Voluntary turnover is when employees choose to leave a place of employment. Involuntary turnover is when employees are either laid off or dismissed by the employer.

“It is important to note that voluntary turnover is often the rate used to compare employers and is also a direct reflection of employee job satisfaction,” she said. While involuntary turnover, Erickson explained, especially lay-offs, is more a reflection of the overall long-term business management. “But don’t be fooled, employee job satisfaction can also impact a business long-term and its viability,” she said.

So how should a dairy producer calculate voluntary, involuntary and total turnover rates? First, Erickson said, they need to select a period of time, then divide the number of employees who left by the total number of employees at the beginning of the period for each given measure.

For example: Dairy A had 45 employees at the beginning of the year, 7 voluntarily leave the operation, and 2 are dismissed throughout the entire year.

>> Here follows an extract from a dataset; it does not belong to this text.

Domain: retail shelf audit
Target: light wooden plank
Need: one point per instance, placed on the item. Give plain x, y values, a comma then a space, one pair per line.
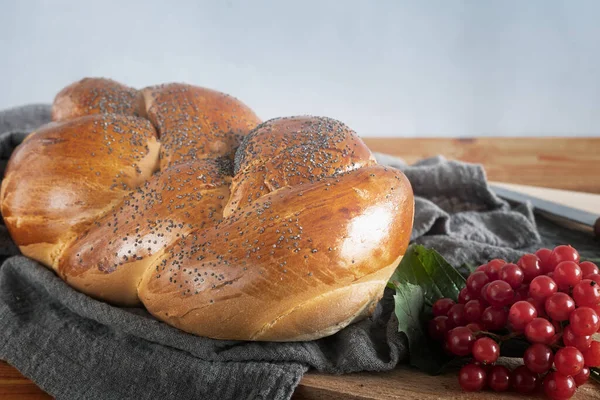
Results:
561, 163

Voluntary Example: 7 left voluntarily ÷ 45 total employees at the beginning of the year = 15.5% voluntary turnover rate

Involuntary Example: 2 left involuntarily (dismissed or laid-off) ÷ 45 total employees at the beginning of the year = 4.4% involuntary turnover rate

Total turnover: 9 total employees left (7 voluntarily + 2 involuntarily) ÷ 45 total employees at the beginning of the year = 20% turnover rate

Why is this important to measure?

Why should dairy producers care about employee turnover? “Turnover costs money and the higher the turnover rate the more money you are losing,” Erickson said.

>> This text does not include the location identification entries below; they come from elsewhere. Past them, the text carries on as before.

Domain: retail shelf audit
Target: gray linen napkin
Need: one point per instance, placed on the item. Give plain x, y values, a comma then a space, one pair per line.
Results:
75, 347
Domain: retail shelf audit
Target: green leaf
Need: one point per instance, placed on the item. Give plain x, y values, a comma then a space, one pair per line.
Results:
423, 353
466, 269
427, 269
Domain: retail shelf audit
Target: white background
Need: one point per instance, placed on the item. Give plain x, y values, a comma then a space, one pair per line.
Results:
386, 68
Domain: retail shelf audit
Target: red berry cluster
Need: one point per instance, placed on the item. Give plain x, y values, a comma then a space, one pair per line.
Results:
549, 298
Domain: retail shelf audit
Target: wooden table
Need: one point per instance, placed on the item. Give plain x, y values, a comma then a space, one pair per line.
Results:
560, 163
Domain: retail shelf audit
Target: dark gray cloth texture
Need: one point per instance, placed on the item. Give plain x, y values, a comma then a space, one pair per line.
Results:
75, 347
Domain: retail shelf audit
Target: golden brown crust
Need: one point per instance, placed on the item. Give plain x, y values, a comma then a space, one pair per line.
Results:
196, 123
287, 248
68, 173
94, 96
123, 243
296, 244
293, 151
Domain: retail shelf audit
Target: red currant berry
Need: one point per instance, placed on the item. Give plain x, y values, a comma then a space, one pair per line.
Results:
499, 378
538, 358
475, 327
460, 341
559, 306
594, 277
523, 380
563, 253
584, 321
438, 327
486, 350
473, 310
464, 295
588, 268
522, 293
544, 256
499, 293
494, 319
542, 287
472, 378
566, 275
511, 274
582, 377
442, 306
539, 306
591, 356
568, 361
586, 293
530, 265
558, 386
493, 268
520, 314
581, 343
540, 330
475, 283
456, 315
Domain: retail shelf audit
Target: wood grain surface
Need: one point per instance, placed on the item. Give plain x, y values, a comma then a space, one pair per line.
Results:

She uses this example to emphasize her point: All are hourly employees earning around $12/hour, working 50 hours/week calculates to an annual salary of approximately $31,200 for 52 weeks considering no overtime is paid. The estimated cost of turnover for one position is $31,200 at 100 percent to $46,800 at 150 percent. Now take that times the 9 employees that left either voluntarily or involuntarily and had to be replaced in the previous example. That equates to an estimated total turnover cost of $280,000 to $421,200 per year.

Turnover costs go beyond dollars, Erickson explained:

1. Costs associated with the person leaving include losses in productivity, extra management time spent covering for the open position, filling out necessary paperwork, lost employee expertise, unemployment insurance premiums, etc.;

2. Hiring and recruiting costs can include advertising, interviewing, screening and background checks, etc.;

3. Training costs which include materials and time training.

4. Lost Productivity which includes the time it takes a new employee to learn the position and get up to speed, along with the extra time that is lost by management that could be spent in other areas of the business.

5. New Hire costs, which include extra time and paperwork that is necessary when documenting a new employee and bringing them on board.

Erickson said the first step is to decide if a dairy operation has a serious problem or one you can live with begins with examining the turnover rates. “Turnover, in any business with employees is inevitable. In any business the owner determining the major cause of high turnover rates is vital to the long-term viability of the operation,” she said.